Uzun zamandır bu kadar sağlam bir senaryoya rastlamamıştım. Buna Ekrem Arslan'ın özenli ve yaratıcı rejisi de eklenince ortaya eli yüzü düzgün bir seyirlik çıkmış. Eleştirebileceğim tek konu, finalin biraz sarkmasıydı.
Oyunculuklara gelince: Bülent Emin Yarar yıldızlaşıyor gibi görünse de senaryonun gizli yükünü Yetkin Dikinciler'in enfes oyunculuğu çekiyor. Her zamanki mütevazılığıyla bir adım geride duruyor ama karşısında benim gibi bir yeteneksiz olsa beni bile oynatır vallahi...

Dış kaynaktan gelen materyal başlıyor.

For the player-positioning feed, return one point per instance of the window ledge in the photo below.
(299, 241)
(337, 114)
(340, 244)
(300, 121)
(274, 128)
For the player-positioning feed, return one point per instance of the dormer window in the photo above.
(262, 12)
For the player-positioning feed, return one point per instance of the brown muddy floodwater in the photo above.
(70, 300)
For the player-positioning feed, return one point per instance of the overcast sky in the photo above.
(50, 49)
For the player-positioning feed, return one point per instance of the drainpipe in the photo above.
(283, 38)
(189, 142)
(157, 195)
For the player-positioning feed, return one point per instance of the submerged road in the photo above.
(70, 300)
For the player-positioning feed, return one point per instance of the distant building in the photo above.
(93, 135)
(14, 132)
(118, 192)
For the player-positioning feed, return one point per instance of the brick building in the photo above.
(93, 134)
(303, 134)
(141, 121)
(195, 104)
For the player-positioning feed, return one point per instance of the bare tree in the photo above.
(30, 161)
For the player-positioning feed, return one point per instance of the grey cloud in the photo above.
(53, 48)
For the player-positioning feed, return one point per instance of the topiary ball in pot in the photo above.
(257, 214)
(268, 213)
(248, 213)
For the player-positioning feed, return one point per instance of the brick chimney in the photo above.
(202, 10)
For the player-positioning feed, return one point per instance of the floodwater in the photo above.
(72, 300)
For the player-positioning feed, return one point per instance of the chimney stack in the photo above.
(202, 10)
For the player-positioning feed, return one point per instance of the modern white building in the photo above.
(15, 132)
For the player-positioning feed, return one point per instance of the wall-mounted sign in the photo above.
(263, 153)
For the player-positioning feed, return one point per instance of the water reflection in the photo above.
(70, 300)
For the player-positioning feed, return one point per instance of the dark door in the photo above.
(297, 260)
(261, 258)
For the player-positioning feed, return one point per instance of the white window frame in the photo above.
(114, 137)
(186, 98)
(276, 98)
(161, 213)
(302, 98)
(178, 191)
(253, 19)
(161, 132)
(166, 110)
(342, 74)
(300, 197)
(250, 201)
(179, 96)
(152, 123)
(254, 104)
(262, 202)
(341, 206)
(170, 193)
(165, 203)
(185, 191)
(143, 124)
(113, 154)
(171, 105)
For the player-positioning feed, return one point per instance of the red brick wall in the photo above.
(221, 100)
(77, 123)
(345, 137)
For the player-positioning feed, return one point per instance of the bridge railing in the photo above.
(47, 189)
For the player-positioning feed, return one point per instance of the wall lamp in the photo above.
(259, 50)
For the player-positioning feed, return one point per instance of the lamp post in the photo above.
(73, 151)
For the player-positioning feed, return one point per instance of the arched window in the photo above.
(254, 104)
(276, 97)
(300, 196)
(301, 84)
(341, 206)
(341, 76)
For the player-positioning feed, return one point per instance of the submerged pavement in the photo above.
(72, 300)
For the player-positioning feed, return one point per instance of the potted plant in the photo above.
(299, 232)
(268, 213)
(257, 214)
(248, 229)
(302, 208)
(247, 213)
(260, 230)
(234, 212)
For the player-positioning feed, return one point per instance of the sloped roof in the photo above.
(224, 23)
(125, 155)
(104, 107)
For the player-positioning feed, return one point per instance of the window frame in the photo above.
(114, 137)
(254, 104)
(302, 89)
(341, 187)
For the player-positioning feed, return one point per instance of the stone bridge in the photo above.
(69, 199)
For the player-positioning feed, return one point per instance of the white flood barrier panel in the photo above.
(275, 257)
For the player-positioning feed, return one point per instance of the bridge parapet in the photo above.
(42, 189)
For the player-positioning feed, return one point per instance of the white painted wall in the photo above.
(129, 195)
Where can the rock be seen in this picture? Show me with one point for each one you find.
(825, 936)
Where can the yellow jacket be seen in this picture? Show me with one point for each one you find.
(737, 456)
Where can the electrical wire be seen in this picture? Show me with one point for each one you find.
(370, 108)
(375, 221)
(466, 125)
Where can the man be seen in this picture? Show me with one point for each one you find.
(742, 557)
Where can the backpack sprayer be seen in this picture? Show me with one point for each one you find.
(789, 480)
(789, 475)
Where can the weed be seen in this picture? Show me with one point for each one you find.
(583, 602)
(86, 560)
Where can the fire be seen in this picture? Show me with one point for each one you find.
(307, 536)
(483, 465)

Film beni su gibi duru bir oyuncuyla da tanıştırdı. Ülkü Hilal Çiftçi... Hem harika oynuyor hem de billur gibi bir sesi var. Galada merak ederek müzik eğitimi alıp almadığını sordum. Almıyormuş. Yüce Mevla'm bazen konservatuarları gidip bazı kullarının içine kuruyor demek ki...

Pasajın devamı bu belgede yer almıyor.